High points? Making some fabulous, life long friends on Twitter, who have become a family. A rich, diverse wonderful group of people who have held my hand, walked with me, cried with me, held me up and not let me fall. Going deeper in relationships at church and being free to just be me there. Going deeper with Jesus and falling more in love with Him every day. Finding my voice when the world would try to shut me up. Going on an amazing retreat in Pembrokeshire. 

Low points, all dealings with the Crisis Team, I'm sure that some are great, mine weren't. Being continually harassed and stalked by people who just want to see me hurt. Having to submit to the PTSD and have time off work. Lying in dark depression and fighting to leave the house with anxiety. Retreating back into the world of mental illness and coping strategies and suicidal thoughts. Losing a dear friend in childbirth. 

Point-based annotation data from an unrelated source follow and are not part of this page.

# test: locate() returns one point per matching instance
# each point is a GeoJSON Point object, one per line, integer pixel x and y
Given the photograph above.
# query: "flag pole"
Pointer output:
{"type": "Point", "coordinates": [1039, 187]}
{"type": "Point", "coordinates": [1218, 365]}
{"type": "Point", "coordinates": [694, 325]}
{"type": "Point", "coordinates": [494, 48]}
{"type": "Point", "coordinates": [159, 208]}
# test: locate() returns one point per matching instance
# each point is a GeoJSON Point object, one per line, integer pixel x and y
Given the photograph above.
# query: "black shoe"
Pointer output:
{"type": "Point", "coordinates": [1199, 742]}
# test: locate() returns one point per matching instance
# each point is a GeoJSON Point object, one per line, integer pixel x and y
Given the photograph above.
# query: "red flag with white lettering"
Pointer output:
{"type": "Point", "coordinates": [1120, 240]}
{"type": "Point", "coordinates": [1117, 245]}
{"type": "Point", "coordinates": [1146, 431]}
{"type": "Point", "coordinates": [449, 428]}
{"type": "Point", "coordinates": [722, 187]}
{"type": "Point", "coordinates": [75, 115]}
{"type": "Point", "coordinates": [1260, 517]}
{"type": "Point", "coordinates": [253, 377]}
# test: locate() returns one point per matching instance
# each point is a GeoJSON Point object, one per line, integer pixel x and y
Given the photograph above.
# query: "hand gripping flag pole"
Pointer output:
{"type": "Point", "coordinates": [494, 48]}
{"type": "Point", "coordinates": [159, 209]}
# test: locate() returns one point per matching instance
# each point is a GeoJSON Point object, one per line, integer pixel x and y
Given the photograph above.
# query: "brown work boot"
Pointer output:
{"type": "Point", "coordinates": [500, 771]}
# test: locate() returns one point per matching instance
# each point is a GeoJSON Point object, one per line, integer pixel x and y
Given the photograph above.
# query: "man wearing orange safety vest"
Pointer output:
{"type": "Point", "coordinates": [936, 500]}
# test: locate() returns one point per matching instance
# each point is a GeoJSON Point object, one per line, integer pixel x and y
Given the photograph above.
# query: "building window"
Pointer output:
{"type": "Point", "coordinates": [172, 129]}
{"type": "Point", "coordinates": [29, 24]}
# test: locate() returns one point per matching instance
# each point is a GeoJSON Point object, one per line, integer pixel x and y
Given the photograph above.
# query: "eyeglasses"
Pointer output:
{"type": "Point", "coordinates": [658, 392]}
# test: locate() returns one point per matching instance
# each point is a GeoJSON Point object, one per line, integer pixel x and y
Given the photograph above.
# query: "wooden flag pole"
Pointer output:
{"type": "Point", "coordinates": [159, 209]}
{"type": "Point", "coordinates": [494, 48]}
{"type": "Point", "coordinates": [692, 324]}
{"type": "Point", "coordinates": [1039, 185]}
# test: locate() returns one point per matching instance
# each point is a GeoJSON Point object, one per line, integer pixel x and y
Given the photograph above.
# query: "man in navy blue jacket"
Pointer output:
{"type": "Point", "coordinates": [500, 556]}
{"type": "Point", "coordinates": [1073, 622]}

Regrets? Not quitting teaching sooner. It has become something ugly and dark, where numbers matter more than children and the only way to advance in your career is to not care who you walk over on your way forward, and I just can't reconcile that.

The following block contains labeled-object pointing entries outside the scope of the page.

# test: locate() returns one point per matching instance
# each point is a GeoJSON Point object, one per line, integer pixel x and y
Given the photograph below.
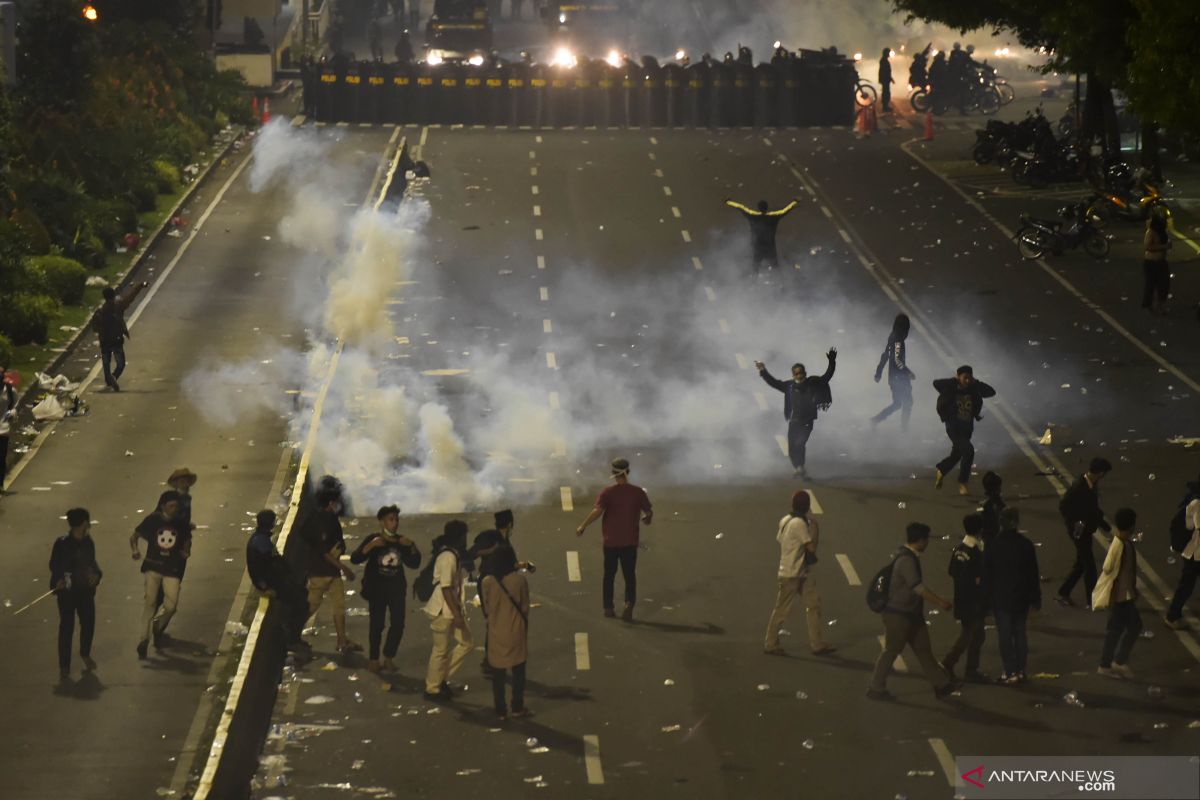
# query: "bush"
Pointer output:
{"type": "Point", "coordinates": [5, 352]}
{"type": "Point", "coordinates": [27, 318]}
{"type": "Point", "coordinates": [166, 176]}
{"type": "Point", "coordinates": [59, 277]}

Regrets? Not telling a few people exactly what I think of them to their faces. Not telling them to get out of my life and stay out. Because their continued presence, interference and in two cases stalking behaviour is not something I am prepared to put up with. They think they know me and can control me. People have been doing that my whole life.

My life looks and feels so different this September to last, and to the previous one as well. I am content. I wouldn't say happy, not completely yet, but the sun is peeping out from behind the clouds and I am hoping that it will shine long and bright and hot. It may not be forever summer, but to have sunny spells seemed unthinkable even a few weeks ago.

And I know that no matter what happens, I am not alone. That means more than anything this year. I have grieved the people who rejected me two years. I'm not sad, angry. I actually don't feel anything about them, it's like they've ceased to exist in my head. Thanks for the memories but no part of this year belongs to you.

So, what will the coming year hold?!